[source]

# Contrastive Explanation Method¶

## Overview¶

The Contrastive Explanation Method (CEM) is based on the paper Explanations based on the Missing: Towards Constrastive Explanations with Pertinent Negatives and extends the code open sourced by the authors. CEM generates instance based local black box explanations for classification models in terms of Pertinent Positives (PP) and Pertinent Negatives (PN). For a PP, the method finds the features that should be minimally and sufficiently present (e.g. important pixels in an image) to predict the same class as on the original instance.

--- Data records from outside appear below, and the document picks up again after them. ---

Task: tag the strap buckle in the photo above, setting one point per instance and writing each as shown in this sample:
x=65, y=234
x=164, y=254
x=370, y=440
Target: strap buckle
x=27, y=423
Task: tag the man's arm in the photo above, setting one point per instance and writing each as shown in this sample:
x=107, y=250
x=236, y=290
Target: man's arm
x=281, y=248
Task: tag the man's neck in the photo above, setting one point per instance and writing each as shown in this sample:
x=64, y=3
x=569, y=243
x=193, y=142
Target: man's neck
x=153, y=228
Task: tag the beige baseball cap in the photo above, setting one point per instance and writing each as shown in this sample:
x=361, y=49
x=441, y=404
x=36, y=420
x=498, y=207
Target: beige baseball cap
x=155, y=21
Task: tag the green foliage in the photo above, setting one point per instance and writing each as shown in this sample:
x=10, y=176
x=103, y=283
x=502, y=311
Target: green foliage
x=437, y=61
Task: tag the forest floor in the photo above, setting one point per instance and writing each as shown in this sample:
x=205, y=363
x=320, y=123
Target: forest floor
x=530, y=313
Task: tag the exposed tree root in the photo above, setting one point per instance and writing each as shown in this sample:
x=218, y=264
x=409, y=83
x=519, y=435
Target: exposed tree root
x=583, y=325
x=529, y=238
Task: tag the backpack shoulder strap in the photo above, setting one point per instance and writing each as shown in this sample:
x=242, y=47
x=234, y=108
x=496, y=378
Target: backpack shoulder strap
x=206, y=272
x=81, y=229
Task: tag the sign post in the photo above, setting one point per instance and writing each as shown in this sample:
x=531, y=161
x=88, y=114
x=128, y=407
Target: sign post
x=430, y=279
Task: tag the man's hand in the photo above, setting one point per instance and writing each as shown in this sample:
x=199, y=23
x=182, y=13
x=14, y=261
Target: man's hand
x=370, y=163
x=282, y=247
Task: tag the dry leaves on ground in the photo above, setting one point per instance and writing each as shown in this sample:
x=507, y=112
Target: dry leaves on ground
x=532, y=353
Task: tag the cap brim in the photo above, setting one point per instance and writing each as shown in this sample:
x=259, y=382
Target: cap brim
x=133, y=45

PN’s on the other hand identify what features should be minimally and necessarily absent from the instance to be explained in order to maintain the original prediction class. The aim of PN’s is not to provide a full set of characteristics that should be absent in the explained instance, but to provide a minimal set that differentiates it from the closest different class. Intuitively, the Pertinent Positives could be compared to Anchors while Pertinent Negatives are similar to Counterfactuals. As the authors of the paper state, CEM can generate clear explanations of the form: “An input x is classified in class y because features $$f_{i}$$, …, $$f_{k}$$ are present and because features $$f_{m}$$, …, $$f_{p}$$ are absent.” The current implementation is most suitable for images and tabular data without categorical features.

In order to create interpretable PP’s and PN’s, feature-wise perturbation needs to be done in a meaningful way. To keep the perturbations sparse and close to the original instance, the objective function contains an elastic net ($$\beta$$$$L_{1}$$ + $$L_{2}$$) regularizer. Optionally, an auto-encoder can be trained to reconstruct instances of the training set. We can then introduce the $$L_{2}$$ reconstruction error of the perturbed instance as an additional loss term in our objective function. As a result, the perturbed instance lies close to the training data manifold.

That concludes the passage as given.